Tuesday 4 December 2012

Positioning my work and making it contemporary

I went to a plenary session yesterday and had a very interesting conversation about whether people on my course this year should have studied Product Development or Contemporary Applied Art.  Some students are struggling to write their essays or develop their final project, partly because they want to use items in commercial catalogues as inspiration.  On the CAA course this is not acceptable.  I was absolutely staggered that anyone would want to use anything in an Argos catalogue (Yuk!) as inspiration.  It would never have occured to me!  But as one of the younger students (who is very bright and astute) explained to me, if you want to design commercial products, like lengths of fabric that Debenhams might buy, you would look closely at what is commercially available. 
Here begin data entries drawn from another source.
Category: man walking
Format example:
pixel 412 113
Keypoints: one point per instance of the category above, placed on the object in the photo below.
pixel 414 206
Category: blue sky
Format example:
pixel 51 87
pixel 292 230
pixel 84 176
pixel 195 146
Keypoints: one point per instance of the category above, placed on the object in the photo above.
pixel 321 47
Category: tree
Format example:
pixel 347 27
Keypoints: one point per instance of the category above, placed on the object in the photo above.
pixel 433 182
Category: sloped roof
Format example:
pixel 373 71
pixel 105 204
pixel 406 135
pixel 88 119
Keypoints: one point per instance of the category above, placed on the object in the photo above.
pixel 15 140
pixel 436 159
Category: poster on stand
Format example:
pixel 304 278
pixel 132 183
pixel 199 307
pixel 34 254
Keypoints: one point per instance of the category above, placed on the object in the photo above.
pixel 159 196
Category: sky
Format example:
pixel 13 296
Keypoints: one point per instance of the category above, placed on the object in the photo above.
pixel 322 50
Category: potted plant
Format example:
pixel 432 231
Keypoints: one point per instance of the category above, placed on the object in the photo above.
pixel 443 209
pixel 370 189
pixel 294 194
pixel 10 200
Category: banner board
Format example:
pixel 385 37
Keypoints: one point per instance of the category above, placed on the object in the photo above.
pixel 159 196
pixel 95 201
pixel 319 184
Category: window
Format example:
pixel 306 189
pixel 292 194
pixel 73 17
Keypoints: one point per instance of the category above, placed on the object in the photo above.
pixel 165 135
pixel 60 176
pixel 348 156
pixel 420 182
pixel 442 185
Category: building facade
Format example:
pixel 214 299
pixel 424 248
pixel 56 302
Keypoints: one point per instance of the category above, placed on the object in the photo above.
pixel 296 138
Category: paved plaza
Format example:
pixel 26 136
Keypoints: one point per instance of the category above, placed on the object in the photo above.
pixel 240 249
Our course module from the first year, on Post Modernism, made it quite clear that applied art tended to be used in short run, limited edition art works, if they were applied to a commercial product.  They tended to use hand techniques, supported by digital technology.  They were not run in wholly mechanised or digitised processes.  Does it show my limited thinking that it had never occurred to me that Product Design was the high volume, commercial, version of our CAA course?  It would just never occur to me to look to commercial catalogues to gain inspiration.  I have certainly looked at the displays in department stores to gain inspiration on how to display goods to best effect, and how to apply hand drawn imagery to commercial textile and ceramic products.  I just did not see my work in the mass market context, although I am interested in practical applications for my output. 
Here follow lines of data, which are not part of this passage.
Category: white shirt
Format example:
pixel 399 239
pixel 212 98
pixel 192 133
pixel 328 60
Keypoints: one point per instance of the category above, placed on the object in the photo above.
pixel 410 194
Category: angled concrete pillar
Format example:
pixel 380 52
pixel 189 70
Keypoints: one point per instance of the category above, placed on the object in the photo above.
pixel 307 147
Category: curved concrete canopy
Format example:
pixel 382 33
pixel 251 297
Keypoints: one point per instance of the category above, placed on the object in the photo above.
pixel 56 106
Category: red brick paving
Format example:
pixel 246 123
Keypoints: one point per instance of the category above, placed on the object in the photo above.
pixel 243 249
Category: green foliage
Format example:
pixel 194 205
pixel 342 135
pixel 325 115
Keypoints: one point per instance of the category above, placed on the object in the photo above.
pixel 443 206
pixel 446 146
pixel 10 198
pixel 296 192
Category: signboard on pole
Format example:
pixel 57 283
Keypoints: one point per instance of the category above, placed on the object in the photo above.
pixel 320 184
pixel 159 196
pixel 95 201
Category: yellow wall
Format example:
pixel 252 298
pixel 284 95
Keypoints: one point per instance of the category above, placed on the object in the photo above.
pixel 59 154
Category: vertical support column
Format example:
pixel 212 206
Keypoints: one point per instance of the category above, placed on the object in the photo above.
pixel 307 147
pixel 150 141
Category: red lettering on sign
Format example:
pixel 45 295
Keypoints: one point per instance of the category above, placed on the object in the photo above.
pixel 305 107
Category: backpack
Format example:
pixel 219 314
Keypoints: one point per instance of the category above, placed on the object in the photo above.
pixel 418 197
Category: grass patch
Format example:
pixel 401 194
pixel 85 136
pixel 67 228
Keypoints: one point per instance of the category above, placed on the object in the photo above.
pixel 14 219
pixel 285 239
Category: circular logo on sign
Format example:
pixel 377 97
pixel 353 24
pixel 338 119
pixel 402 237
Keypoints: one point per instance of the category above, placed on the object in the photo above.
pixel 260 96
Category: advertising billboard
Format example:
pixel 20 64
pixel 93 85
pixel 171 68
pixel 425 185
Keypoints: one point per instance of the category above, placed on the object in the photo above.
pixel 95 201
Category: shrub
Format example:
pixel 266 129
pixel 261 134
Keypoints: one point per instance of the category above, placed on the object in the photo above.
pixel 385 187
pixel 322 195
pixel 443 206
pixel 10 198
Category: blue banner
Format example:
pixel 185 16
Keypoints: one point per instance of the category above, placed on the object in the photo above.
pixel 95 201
This student said that she looked at commercial catalogues because she was interested in the practical application of her artwork.  As she does the "with Marketing" option, her work is focussed on identifying a market to which to play and then exploiting it to maximum capacity.  Whereas my work is about me enjoying the design process and working out how my liking for practicality, can best utilise digital print to create short runs of limited edition furnishing fabric.  It had just never occurred to me that the Product Design degree could be an option for an artist!   I think I have spent too much time worrying about being seen as a middle age, middle class hobby crafter, and consequently not even considered commerciality.
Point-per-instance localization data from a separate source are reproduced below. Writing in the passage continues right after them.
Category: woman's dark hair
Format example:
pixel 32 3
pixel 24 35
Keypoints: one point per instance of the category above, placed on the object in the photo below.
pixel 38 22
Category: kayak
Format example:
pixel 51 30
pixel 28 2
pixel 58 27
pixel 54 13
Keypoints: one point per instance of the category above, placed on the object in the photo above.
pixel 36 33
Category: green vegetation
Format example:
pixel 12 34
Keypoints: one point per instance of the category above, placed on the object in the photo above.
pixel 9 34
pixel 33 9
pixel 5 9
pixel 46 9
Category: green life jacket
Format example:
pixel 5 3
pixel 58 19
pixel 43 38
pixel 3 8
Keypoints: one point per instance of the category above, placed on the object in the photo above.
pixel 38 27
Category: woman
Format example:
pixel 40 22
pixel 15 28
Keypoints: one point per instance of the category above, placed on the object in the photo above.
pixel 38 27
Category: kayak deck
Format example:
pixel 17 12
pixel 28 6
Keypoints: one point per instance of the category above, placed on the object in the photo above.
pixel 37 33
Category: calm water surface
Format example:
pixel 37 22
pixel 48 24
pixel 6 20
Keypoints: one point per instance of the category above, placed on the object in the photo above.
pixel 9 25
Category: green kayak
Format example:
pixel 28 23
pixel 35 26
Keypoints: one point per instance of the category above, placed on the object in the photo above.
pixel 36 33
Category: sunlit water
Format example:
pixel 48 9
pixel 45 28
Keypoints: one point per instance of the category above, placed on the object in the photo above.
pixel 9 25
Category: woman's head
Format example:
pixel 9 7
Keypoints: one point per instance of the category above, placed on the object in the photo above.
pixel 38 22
I have also thought quite a lot about the specific attributes of digital print and how it fits with my work.  I think my coloured pencil weekend will give me the ability to use a lot of different colours from the hand blending techniques.  Digital print interprets fine colour changes very well, so this shows how my drawing linked with this style of print makes my work contemporary.  Digital print is expensive because of the amount of ink used for detailed colour interpretation, but technology enables specific tailoring of design to be completed.  I like cushions where the image is cropped eg you get a pomegranate design, but you place the image so that the right side and bottom are cropped out of the image and only two thirds of the fruit can be seen.  If this were cut out of a repeating pattern on fabric, there would be a lot of wastage.  But with digital print, you could just section out the area that you wanted, and print just the one square.  Or if you wanted 20 exactly the same, you could do a tile repeat of just the section you wanted, and maximise fabric usage.  Or if you wanted a couple of cushions with mirror images to  sit at either end of a settee, you could just do two, using the flip function on Photoshop.  Once again, using technology to make work contemporary.